Potential Stumbling Points
The most challenging in implementing CD tools is that some of the working processes should be rebuilt. Those developers who are used to the long development cycle may have to change the whole method they were working by. The implementation should be gradual and start with the most labor-consuming applications.
The second problem may occur with many code branches, resulting in conflicts and time loss. To avoid this, you may consider using the no extensions approach.
Also, keep in mind that any code commit may be released anytime. Such an instrument as a feature toggle may help in this case if the product is not yet finalized for consumer use.
Last but not least, testing can take a lot of time. The test residuals usually have to be analyzed manually. The possible solution is to make parallel testing in the first stages of CD implementation.
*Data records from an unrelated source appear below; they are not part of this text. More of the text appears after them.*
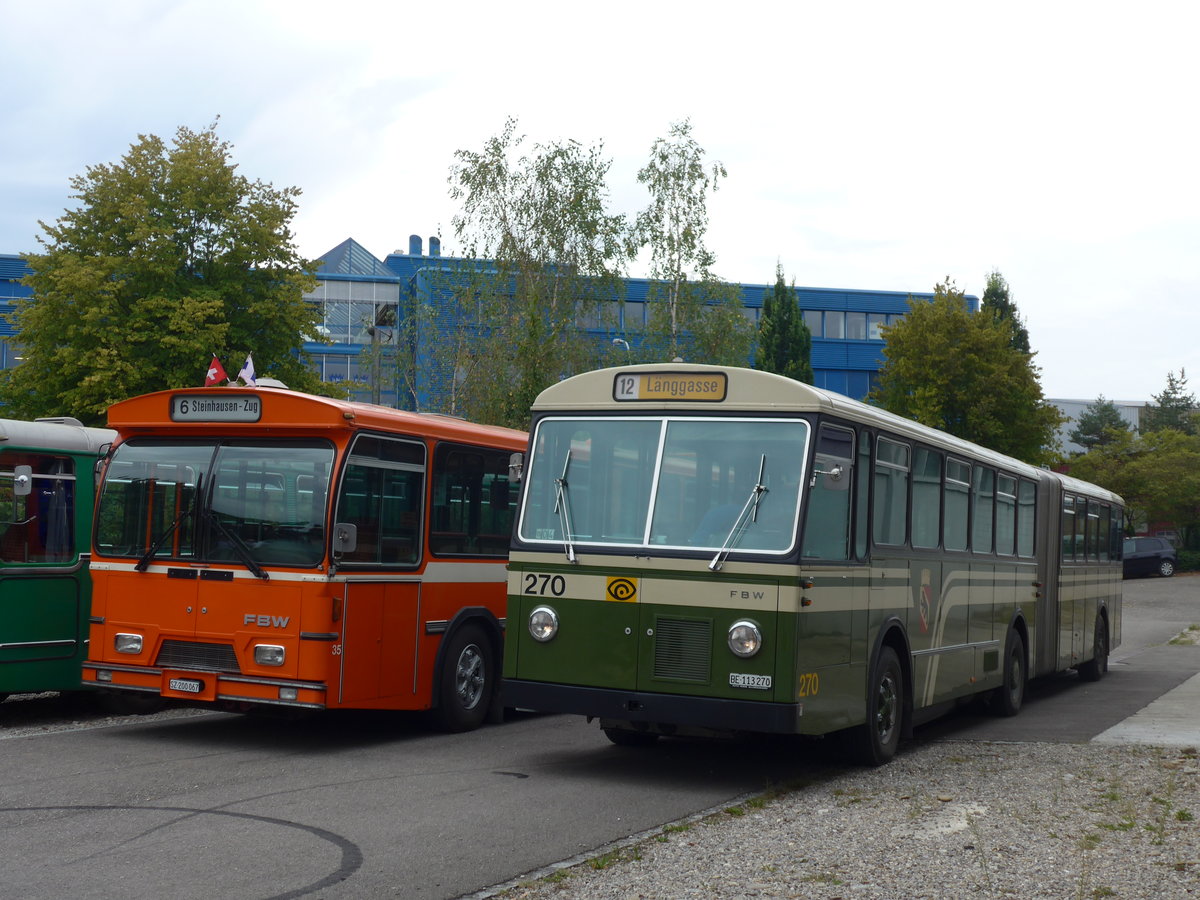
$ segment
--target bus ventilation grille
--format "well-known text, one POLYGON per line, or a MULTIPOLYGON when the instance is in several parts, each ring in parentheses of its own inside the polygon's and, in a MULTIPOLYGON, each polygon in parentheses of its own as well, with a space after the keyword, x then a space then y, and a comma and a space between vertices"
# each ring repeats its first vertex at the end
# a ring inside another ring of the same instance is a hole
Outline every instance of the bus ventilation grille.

As you can see, using CD in your development process may help you bring your product to the market faster to be among the pioneers of particular technologies or start getting a profit sooner.
Using CD tools requires the whole team to work together and be well-coordinated. The technology has several stages, such as managing the process, testing, and defining whether the product is ready to be delivered, which involves different departments and constant collaboration. Thus, implementing this practice into your workflow, keep in mind that you should hire good specialists and seek synergy between colleagues. In this case, there is a particular set of soft skills that may help you create a solid and devoted team.